Several years ago I joined a group of fellow Hanley Wood editors for a visit to Monticello, Thomas Jefferson's home in Charlottesville, Va. In the course of their work, many HW editors have developed a pronounced bias toward frame lumber construction. I learned this fact as I listened to their impressions of Jefferson's design, layout, and attention to detail of the carpentry work. Few of them spoke about the magnificence of this famous brick structure.

If I had only known then what I know now, I could have softened some of their opinions about masonry. By his own admission, Thomas Jefferson was America's first masonry promoter. And this famous structure, self-designed to his exacting specifications, was meant to be an example of what homes should be – stable, durable, and energy efficient.

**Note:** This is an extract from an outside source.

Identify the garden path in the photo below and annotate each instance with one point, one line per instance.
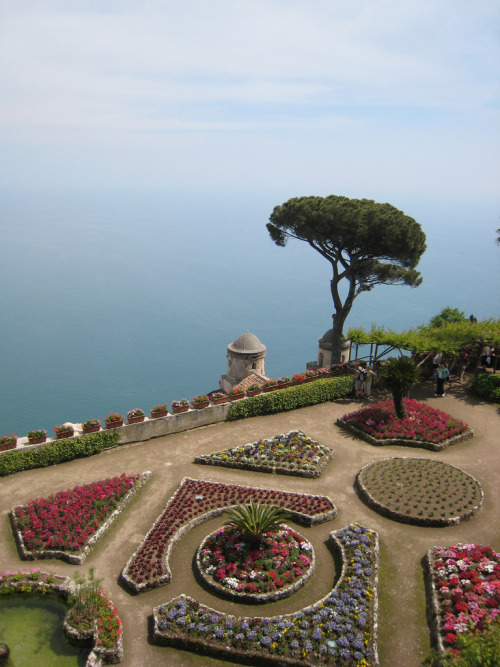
(403, 639)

My source of this new found knowledge was a great book I enjoyed last month, Jefferson and Monticello, the Biography of a Builder, written by Jack McLaughlin. “We are what we build,” writes McLaughlin as he explains why he used Jefferson's seemingly endless effort to cast Monticello as his legacy and a way to explain our third president's role in history. And the foundation of this legacy was brick.

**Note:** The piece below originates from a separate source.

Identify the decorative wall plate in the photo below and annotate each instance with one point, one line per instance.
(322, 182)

The biographer noted that Jefferson thought wood structures lacked durability. In fact, Jefferson once wrote to an influential government friend that a new structure built with brick and/or stone “is an actual and permanent acquisition to the state, adding to its value as well as to its ornament.”

Thus Jefferson's use of masonry at Monticello confirmed his advocacy. The structure's impressive foundation and exterior walls are brick. Even the structure's famous Doric columns are made of specially molded curve brick, with stucco to give the appearance of stone.

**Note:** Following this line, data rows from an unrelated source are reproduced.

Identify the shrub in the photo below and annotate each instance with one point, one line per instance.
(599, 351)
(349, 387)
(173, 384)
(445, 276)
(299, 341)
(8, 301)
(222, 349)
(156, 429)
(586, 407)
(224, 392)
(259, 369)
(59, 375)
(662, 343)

Like Jefferson, millions of owners have selected masonry to create their legacies of tradition and sustainability. And unless we make a concerted effort to improve our overall approach to repair and maintenance procedures, the masonry industry is about to suffer from its own success.

In this issue we discuss a serious problem faced by our industry. After convincing the public of our assemblages' performance values, we find ourselves dealing with their misconception that masonry requires little or no maintenance. And when maintenance finally is found to be necessary, building owners believe the task can be handled by non-industry contractors.

Where does a non-industry person go to search for qualified answers to masonry problems? Our industry has a real problem. I know of no real unified voice speaking on masonry's repair and maintenance.